At the beginning, Cooksey looked to many as if it was about making sure the NHS was pulling together all non-commercial funding for clinical trials and managing in the best way possible. However, Cooksey and his colleagues quickly realised the importance of industry involvement in UK healthcare. The result is nothing short of revolutionary.
"One of the things that is very interesting is that one of the ambitions of OSCHR is to create a priority listing of medical need," says McMahon. "For the pharmaceutical industry, it will mean that a trial that fits in with the list of priorities and meets the quality criteria will get the OSCHR brand.
"At the moment, we haven't assessed the value of an OSCHR stamp, but we do recognise that there is real value in having a list of priorities. I would be able to say to my colleagues in AstraZeneca that we should place a particular trial in the UK because it was in one of the UK's priority areas, and that we can expect it to be supported at all levels.
"We will then be able to focus on trials we can deliver on, knowing they will go into areas where they will really make a difference to patients.
"From my company's perspective, one question is whether the areas our company works in are on their list, but with our broad portfolio, including oncology and mental health, I think our R&D strategy will fit with the priority list."
One of the points about the priority lists that most interests pharma is that they will be created through a consultation process which will include the views of pharmaceutical companies.
Is enough being done to save clinical research?
Cooksey will not lie forgotten on a shelf within a couple of years – it just isn't that kind of report. As David Cooksey himself noted in his introduction, more than 300 organisations contributed to the consultation, and each of them has demonstrated a powerful motivation to improve upon the status quo. This strong ambition to make a difference and backing that comes from the very top of government will ensure that Cooksey will remain very much in the spotlight – already it's clear that Cooksey will be remembered in 20 years.

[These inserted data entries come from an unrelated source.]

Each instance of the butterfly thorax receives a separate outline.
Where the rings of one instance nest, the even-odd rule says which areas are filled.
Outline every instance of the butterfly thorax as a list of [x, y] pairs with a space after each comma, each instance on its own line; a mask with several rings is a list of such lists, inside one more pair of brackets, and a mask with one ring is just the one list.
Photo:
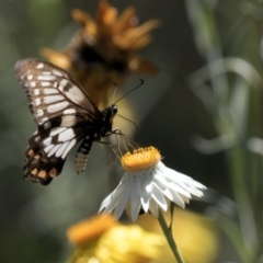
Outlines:
[[101, 136], [104, 137], [112, 132], [113, 118], [117, 114], [117, 106], [112, 105], [102, 111]]

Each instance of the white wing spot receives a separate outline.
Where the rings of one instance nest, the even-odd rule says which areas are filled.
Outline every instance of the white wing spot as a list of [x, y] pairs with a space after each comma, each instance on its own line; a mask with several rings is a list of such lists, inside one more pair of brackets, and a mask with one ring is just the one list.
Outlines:
[[73, 125], [77, 124], [77, 122], [78, 119], [76, 116], [72, 115], [62, 116], [62, 122], [60, 126], [72, 127]]
[[33, 104], [34, 105], [36, 105], [36, 106], [39, 106], [41, 105], [41, 99], [35, 99], [34, 101], [33, 101]]
[[44, 151], [47, 153], [50, 149], [53, 149], [54, 145], [48, 145], [44, 148]]
[[41, 117], [41, 116], [43, 116], [43, 115], [44, 115], [44, 111], [41, 110], [41, 108], [38, 108], [38, 110], [36, 111], [36, 117]]
[[38, 69], [44, 68], [44, 64], [37, 64], [36, 68]]
[[50, 95], [50, 96], [45, 96], [44, 98], [44, 103], [45, 104], [52, 104], [52, 103], [59, 102], [59, 101], [62, 101], [62, 100], [64, 100], [62, 95]]
[[50, 85], [50, 82], [48, 82], [48, 81], [42, 81], [41, 84], [42, 84], [42, 87], [48, 87], [48, 85]]
[[43, 123], [45, 123], [46, 121], [48, 121], [48, 117], [42, 118], [41, 122], [39, 122], [39, 124], [43, 124]]
[[62, 77], [62, 73], [56, 69], [53, 69], [52, 71], [54, 75], [58, 76], [58, 77]]
[[[47, 83], [47, 82], [45, 82], [45, 83]], [[48, 88], [44, 89], [44, 94], [46, 94], [46, 95], [56, 94], [56, 93], [58, 93], [58, 91], [55, 89], [48, 89]]]
[[73, 129], [68, 128], [58, 135], [58, 141], [68, 141], [76, 137]]
[[48, 81], [48, 80], [55, 80], [55, 79], [57, 79], [57, 77], [54, 75], [39, 75], [39, 76], [37, 76], [37, 79]]
[[72, 113], [76, 113], [75, 108], [67, 108], [64, 111], [64, 114], [72, 114]]
[[69, 105], [69, 103], [67, 101], [64, 101], [64, 102], [59, 102], [59, 103], [56, 103], [54, 105], [50, 105], [47, 107], [47, 112], [49, 113], [56, 113], [56, 112], [59, 112], [61, 110], [64, 110], [65, 107], [67, 107]]
[[50, 127], [52, 127], [52, 123], [50, 123], [50, 122], [44, 123], [44, 128], [45, 128], [45, 129], [48, 129], [48, 128], [50, 128]]
[[48, 146], [48, 145], [50, 145], [50, 142], [52, 142], [52, 137], [48, 137], [42, 141], [43, 146]]
[[42, 75], [52, 75], [50, 71], [42, 71]]
[[77, 139], [72, 139], [72, 140], [70, 141], [70, 144], [69, 144], [68, 147], [65, 149], [65, 151], [64, 151], [64, 153], [62, 153], [62, 156], [61, 156], [62, 159], [66, 158], [66, 156], [68, 155], [68, 152], [71, 150], [71, 148], [72, 148], [76, 144], [77, 144]]
[[30, 82], [30, 87], [32, 87], [32, 88], [36, 87], [36, 82], [35, 81], [31, 81]]
[[60, 157], [64, 153], [64, 151], [66, 150], [66, 148], [68, 147], [69, 144], [70, 144], [70, 141], [67, 141], [67, 142], [62, 144], [61, 147], [57, 150], [55, 156]]
[[39, 95], [39, 94], [41, 94], [39, 90], [37, 90], [37, 89], [35, 89], [35, 90], [33, 91], [33, 93], [34, 93], [34, 95]]
[[60, 82], [59, 82], [59, 87], [58, 89], [60, 91], [64, 91], [64, 88], [68, 84], [68, 81], [66, 79], [62, 79]]
[[61, 146], [61, 144], [59, 145], [56, 145], [47, 155], [47, 157], [52, 157], [58, 149], [59, 147]]
[[52, 129], [52, 132], [50, 132], [50, 136], [53, 137], [53, 136], [55, 136], [55, 135], [57, 135], [57, 134], [60, 134], [60, 133], [62, 133], [64, 130], [66, 130], [67, 128], [65, 128], [65, 127], [56, 127], [56, 128], [53, 128]]

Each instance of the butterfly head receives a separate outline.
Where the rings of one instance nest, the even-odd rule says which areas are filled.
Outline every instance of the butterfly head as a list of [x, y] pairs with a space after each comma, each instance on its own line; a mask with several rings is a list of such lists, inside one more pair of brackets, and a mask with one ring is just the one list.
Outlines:
[[116, 116], [117, 111], [118, 108], [116, 104], [113, 104], [112, 106], [106, 107], [104, 111], [102, 111], [103, 123], [104, 123], [103, 126], [105, 127], [105, 130], [104, 130], [105, 134], [112, 130], [113, 118]]

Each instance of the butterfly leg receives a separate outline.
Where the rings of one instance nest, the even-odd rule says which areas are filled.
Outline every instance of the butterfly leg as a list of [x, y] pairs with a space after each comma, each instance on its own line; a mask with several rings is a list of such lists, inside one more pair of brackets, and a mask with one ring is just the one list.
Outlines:
[[76, 158], [75, 158], [75, 168], [78, 174], [82, 173], [85, 170], [89, 153], [92, 147], [93, 137], [87, 136], [81, 142]]

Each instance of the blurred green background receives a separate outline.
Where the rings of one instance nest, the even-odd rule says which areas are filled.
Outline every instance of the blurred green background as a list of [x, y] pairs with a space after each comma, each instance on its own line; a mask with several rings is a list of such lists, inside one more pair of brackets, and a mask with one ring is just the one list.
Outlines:
[[[137, 115], [133, 121], [139, 126], [136, 137], [139, 145], [158, 147], [168, 167], [214, 188], [218, 196], [232, 198], [226, 152], [204, 155], [193, 147], [197, 135], [213, 139], [218, 136], [218, 129], [213, 113], [191, 89], [188, 76], [221, 57], [243, 58], [261, 75], [263, 1], [194, 0], [196, 8], [190, 2], [110, 1], [121, 11], [134, 5], [141, 23], [150, 19], [161, 21], [160, 28], [152, 33], [152, 43], [141, 52], [158, 66], [159, 73], [133, 76], [122, 89], [128, 91], [139, 78], [145, 80], [128, 96]], [[199, 9], [198, 3], [205, 9]], [[13, 72], [16, 60], [41, 58], [42, 47], [65, 48], [79, 28], [71, 19], [72, 9], [82, 9], [94, 16], [96, 7], [98, 2], [91, 0], [0, 1], [1, 263], [65, 262], [70, 250], [67, 228], [95, 214], [112, 190], [107, 174], [112, 162], [102, 145], [94, 145], [89, 165], [80, 176], [73, 168], [76, 151], [72, 150], [62, 174], [50, 185], [23, 180], [24, 150], [36, 124]], [[193, 23], [194, 18], [201, 23]], [[227, 80], [235, 82], [231, 75]], [[207, 81], [209, 84], [213, 80]], [[261, 124], [259, 112], [254, 117]], [[254, 128], [253, 119], [248, 123], [251, 123], [248, 133], [260, 136], [261, 129]], [[121, 174], [121, 169], [116, 169], [116, 176]], [[215, 202], [208, 197], [205, 201], [207, 204], [192, 202], [188, 207], [204, 211], [208, 203]], [[216, 262], [241, 262], [228, 245], [221, 244]]]

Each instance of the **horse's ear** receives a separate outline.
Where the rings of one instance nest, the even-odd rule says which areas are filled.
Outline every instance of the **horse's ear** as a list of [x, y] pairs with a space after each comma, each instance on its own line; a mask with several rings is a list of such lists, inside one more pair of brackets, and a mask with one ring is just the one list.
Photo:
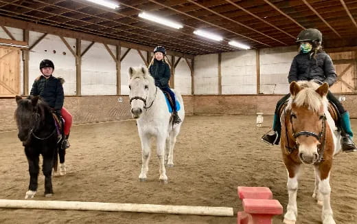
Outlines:
[[16, 102], [19, 104], [19, 102], [20, 102], [20, 100], [22, 100], [22, 97], [21, 97], [20, 96], [15, 96], [15, 99], [16, 99]]
[[131, 77], [133, 77], [133, 74], [135, 71], [135, 69], [133, 67], [129, 67], [129, 76], [130, 77], [130, 78]]
[[37, 102], [38, 102], [38, 96], [34, 96], [31, 98], [31, 102], [32, 103], [32, 106], [35, 107], [37, 104]]
[[146, 75], [148, 75], [148, 69], [143, 66], [141, 66], [141, 72], [144, 74], [144, 76], [146, 76]]
[[323, 82], [320, 87], [317, 88], [316, 92], [321, 96], [326, 96], [328, 93], [328, 84], [327, 82]]
[[296, 96], [301, 90], [297, 82], [292, 81], [290, 83], [290, 91], [291, 96]]

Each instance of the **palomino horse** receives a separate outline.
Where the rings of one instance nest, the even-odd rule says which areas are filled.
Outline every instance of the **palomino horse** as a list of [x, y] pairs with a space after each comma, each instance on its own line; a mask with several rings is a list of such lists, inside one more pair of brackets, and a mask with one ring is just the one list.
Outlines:
[[313, 81], [292, 82], [291, 97], [281, 118], [281, 148], [288, 170], [289, 201], [284, 223], [295, 223], [299, 169], [312, 165], [315, 188], [312, 197], [322, 204], [323, 224], [335, 223], [330, 203], [330, 171], [334, 155], [341, 150], [341, 135], [328, 111], [328, 85]]
[[[174, 166], [174, 146], [182, 122], [172, 124], [172, 115], [168, 111], [165, 96], [161, 90], [155, 86], [154, 78], [148, 74], [146, 67], [130, 67], [129, 76], [131, 113], [133, 117], [137, 119], [137, 129], [141, 141], [142, 165], [139, 179], [141, 181], [146, 180], [151, 139], [154, 137], [157, 139], [157, 154], [160, 164], [159, 179], [163, 183], [167, 183], [168, 177], [164, 161], [167, 161], [168, 166]], [[185, 109], [182, 97], [177, 91], [174, 92], [181, 104], [181, 109], [178, 111], [178, 115], [183, 122]], [[169, 142], [170, 146], [169, 146], [168, 150], [168, 147], [165, 147], [166, 142]]]
[[65, 172], [65, 154], [62, 139], [58, 142], [57, 128], [51, 109], [38, 96], [23, 99], [16, 96], [17, 108], [15, 119], [19, 129], [18, 137], [25, 146], [30, 172], [29, 190], [25, 199], [33, 198], [37, 190], [39, 172], [39, 155], [42, 155], [42, 170], [45, 175], [45, 196], [51, 197], [52, 190], [52, 168], [57, 170], [58, 155], [60, 157], [61, 175]]

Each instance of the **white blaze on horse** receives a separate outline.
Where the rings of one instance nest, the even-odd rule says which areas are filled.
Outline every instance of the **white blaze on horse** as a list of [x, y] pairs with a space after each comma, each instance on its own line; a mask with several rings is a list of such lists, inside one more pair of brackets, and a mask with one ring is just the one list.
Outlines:
[[[167, 161], [168, 166], [174, 166], [174, 146], [182, 122], [172, 124], [172, 114], [169, 112], [165, 97], [163, 91], [155, 86], [154, 78], [146, 67], [130, 67], [129, 76], [131, 113], [137, 119], [142, 148], [142, 166], [139, 179], [142, 181], [146, 180], [152, 139], [155, 137], [160, 165], [159, 179], [167, 183], [165, 163]], [[182, 97], [176, 91], [172, 91], [180, 104], [181, 109], [178, 114], [183, 122], [185, 109]]]
[[297, 217], [298, 175], [301, 164], [314, 166], [315, 188], [312, 197], [322, 204], [323, 224], [335, 223], [330, 203], [330, 171], [334, 155], [341, 150], [341, 134], [328, 110], [328, 85], [292, 82], [291, 97], [281, 118], [281, 148], [288, 170], [289, 201], [284, 223]]

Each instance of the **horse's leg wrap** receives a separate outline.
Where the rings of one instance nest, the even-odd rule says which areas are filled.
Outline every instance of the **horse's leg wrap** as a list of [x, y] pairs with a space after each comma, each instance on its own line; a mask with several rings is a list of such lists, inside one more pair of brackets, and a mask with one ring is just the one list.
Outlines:
[[289, 202], [288, 203], [287, 211], [285, 214], [284, 223], [295, 223], [297, 218], [297, 195], [298, 188], [297, 175], [292, 178], [288, 179], [288, 192], [289, 194]]
[[143, 136], [141, 136], [140, 139], [141, 139], [141, 172], [139, 175], [139, 179], [141, 181], [144, 181], [146, 180], [146, 175], [149, 170], [150, 139]]
[[42, 170], [45, 175], [45, 196], [49, 197], [54, 194], [52, 189], [52, 163], [51, 157], [43, 157]]
[[323, 207], [321, 219], [323, 224], [335, 224], [332, 209], [330, 203], [331, 187], [330, 186], [330, 177], [320, 181], [319, 190], [323, 197]]
[[159, 164], [160, 165], [159, 172], [161, 181], [166, 183], [168, 182], [168, 177], [166, 176], [166, 168], [165, 168], [165, 143], [166, 142], [166, 135], [161, 135], [159, 133], [157, 137], [157, 158], [159, 159]]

But has enough changed to enable clinical research in the UK to maintain itself and to build on its position on a worldwide basis? Based on the passion and optimism currently to be heard from people in pharma, the answer must be yes, not least because those at the coalface of clinical research in the UK regularly report that they are meeting a new, very positive approach from the state-assisted sector to working with the pharma industry.
AstraZeneca's McMahon is clearly a figure who combines both passion and optimism in large quantities. A big difference could be made as a consequence of all of this. None of us are fooling ourselves that it's just about writing a document and sending it out to everyone. Its' about collaboration, its about partnership, and its about understanding that things often won't work in the first instance and finding ways to make it work better.
"If any of us – pharma, the charities, UKCRN, the NHS or the academics – were to pull out, it wouldn't work, but if that happens, none of us will succeed. It's not easy, and it's not without its challenges, but there's a real passion to make it work.
With his global role, Professor McClelland, takes a more international view: "The UK, perhaps more than any other country in Europe, is waking up to the strategic importance of healthcare research. There are individuals who are aware of the same thing in a number of European countries, but they're not being heard."
So, it seems that the UK has some huge potential advantages, including a new Prime Minister who has already heard and understood the message and, importantly, acted upon it.